In [1]:
import pandas as pd
import numpy as np
import datetime
from bs4 import BeautifulSoup
import requests as rqs
from sklearn.linear_model import LinearRegression
import matplotlib.pyplot as plt
from scipy.special import erf
from scipy import integrate
import pulp
from IPython.display import clear_output
from time import sleep
from unidecode import unidecode

In [2]:
def single_team(df) :
    if len(df) == 1: # If player played for a single team, do nothing
        return df
    else: # If player has moved, return total stats with last team
        row = df[df['Tm'] == 'TOT'].copy()
        row['Tm'] = [str(df['Tm'].iloc[-1])]
        return row

def multiplier(n, mean, std) :

    if n == 0 : # If there's no game : 0 score prediction
        return 0
    if n == 1 : # If there's 1 game : no multiplier needed
        return 1

    else : # More than 1 game : multiplier required
        # Define PDF of distribution of Y = max{X1, X2, ..., Xn}, where Xi 〜 N(mean, std^2)
        def max_PDF(y, n, mean, std) :
            f = n * np.exp(- (y - mean)**2 / (2 * std*std)) / np.sqrt(2 * np.pi * std*std) * (0.5 + 0.5 * erf((y - mean) / np.sqrt(2 * std*std))) ** (n - 1)
            return f
        # Calculte the mean of the distribution of the max
        E_max = round(integrate.quad(lambda x: x * max_PDF(x, n, mean, std), -np.inf, np.inf)[0], 3)

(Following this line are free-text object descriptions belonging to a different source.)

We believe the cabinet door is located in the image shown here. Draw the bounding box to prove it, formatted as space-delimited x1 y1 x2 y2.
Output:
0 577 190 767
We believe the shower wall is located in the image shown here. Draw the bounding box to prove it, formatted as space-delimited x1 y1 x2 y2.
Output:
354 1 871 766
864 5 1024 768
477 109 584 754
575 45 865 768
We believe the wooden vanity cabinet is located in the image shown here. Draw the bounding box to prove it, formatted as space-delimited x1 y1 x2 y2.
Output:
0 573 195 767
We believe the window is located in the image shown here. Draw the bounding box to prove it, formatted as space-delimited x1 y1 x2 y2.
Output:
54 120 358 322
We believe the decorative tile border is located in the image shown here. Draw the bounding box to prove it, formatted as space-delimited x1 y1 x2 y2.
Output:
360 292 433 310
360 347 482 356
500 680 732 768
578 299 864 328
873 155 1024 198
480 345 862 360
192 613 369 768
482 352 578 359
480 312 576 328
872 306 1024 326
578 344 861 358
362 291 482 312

        # Calculate the value of the score multiplier
        if mean == 0 :
            mean = 1
            
        return E_max / mean

def SoRareScore(df):

    df = df.apply(pd.to_numeric, errors = 'ignore')
    scores = []
    for pts, reb, ast, blk, stl, tov, fg_3 in zip(df['PTS'], df['TRB'], df['AST'], df['BLK'], df['STL'], df['TOV'], df['3P']) :
        
        score = 0
        if pts not in ['Inactive', 'Did Not Play', 'Did Not Dress', 'Not With Team', 'Player Suspended']:
            
            pts, reb, ast, blk, stl, tov, fg_3 = int(pts), int(reb), int(ast), int(blk), int(stl), int(tov), int(fg_3)

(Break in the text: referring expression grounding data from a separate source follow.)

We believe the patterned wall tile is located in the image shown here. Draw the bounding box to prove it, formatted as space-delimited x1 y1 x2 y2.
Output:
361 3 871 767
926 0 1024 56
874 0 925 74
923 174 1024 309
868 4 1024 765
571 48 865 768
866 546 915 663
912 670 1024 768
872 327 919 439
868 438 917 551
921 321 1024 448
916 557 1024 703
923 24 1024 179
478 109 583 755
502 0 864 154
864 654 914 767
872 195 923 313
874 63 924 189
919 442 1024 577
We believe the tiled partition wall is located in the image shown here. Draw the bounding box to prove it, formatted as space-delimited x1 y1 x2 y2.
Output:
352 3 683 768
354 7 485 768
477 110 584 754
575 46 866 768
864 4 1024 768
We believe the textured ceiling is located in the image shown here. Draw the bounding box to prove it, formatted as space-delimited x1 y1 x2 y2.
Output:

            score = 1 * pts + 1.2 * reb + 1.5 * ast + 3 * blk + 3 * stl + 1 * fg_3 - 2 * tov

            doubles = 0 # Count double-digits stats
            if pts >= 10 :
                doubles += 1
            if reb >= 10 :
                doubles += 1
            if ast >= 10 :
                doubles += 1
            if blk >= 10 :
                doubles += 1
            if stl >= 10 :
                doubles += 1

            if doubles == 2 : # Double-double
                score += 1

            if doubles >= 3 : # Tripe-double
                score += 2
        
        else :
            score = 'dnp'

        scores.append(score)
    return scores

In [3]:
months = ['october', 'november', 'december', 'january', 'february', 'march', 'april']

monthly_schedule_list = []
for month in months:
    url = f'https://www.basketball-reference.com/leagues/NBA_2023_games-{month}.html'
    page = rqs.get(url)
    soup = BeautifulSoup(page.content, 'html')
    while soup.find('tr', class_ = 'thead') is not None :
        soup.find('tr', class_ = 'thead').decompose()

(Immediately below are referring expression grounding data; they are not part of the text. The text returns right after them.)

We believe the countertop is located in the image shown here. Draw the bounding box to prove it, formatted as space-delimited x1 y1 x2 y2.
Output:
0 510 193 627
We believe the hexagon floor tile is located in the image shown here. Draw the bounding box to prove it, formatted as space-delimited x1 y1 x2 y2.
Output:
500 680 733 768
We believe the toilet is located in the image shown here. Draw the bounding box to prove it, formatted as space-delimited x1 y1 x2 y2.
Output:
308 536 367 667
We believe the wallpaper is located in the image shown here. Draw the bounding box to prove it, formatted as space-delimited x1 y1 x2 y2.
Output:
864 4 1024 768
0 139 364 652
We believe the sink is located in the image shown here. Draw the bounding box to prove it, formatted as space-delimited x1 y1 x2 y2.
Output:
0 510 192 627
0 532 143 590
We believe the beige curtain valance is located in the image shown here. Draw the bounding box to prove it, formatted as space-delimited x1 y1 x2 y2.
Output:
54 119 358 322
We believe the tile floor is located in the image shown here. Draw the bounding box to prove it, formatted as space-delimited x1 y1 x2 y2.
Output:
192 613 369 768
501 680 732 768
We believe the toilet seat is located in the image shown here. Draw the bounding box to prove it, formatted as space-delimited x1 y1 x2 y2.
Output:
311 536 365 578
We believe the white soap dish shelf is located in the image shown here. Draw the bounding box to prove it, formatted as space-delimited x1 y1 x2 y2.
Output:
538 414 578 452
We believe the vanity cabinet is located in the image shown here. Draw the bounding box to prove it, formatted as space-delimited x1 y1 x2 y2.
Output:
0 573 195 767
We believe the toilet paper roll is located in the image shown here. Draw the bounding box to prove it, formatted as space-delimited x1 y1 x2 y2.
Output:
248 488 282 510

    table = soup.find('table')
    monthly_schedule = pd.read_html(str(table))[0]

    home_tm, away_tm = [], []
    for i, x in enumerate(table.find_all('a', href = True), start = 1):
        if x['href'].split('/')[1] == 'teams' :
            if i % 2 == 1 :
                home_tm.append((x['href'][7:10]))
            else :
                away_tm.append((x['href'][7:10]))

    monthly_schedule = monthly_schedule.assign(home = home_tm, away = away_tm)[['Date', 'home', 'away']]
    monthly_schedule['Date'] = monthly_schedule['Date'].apply(lambda x: datetime.datetime.strptime(x, '%a, %b %d, %Y'))
    monthly_schedule_list.append(monthly_schedule)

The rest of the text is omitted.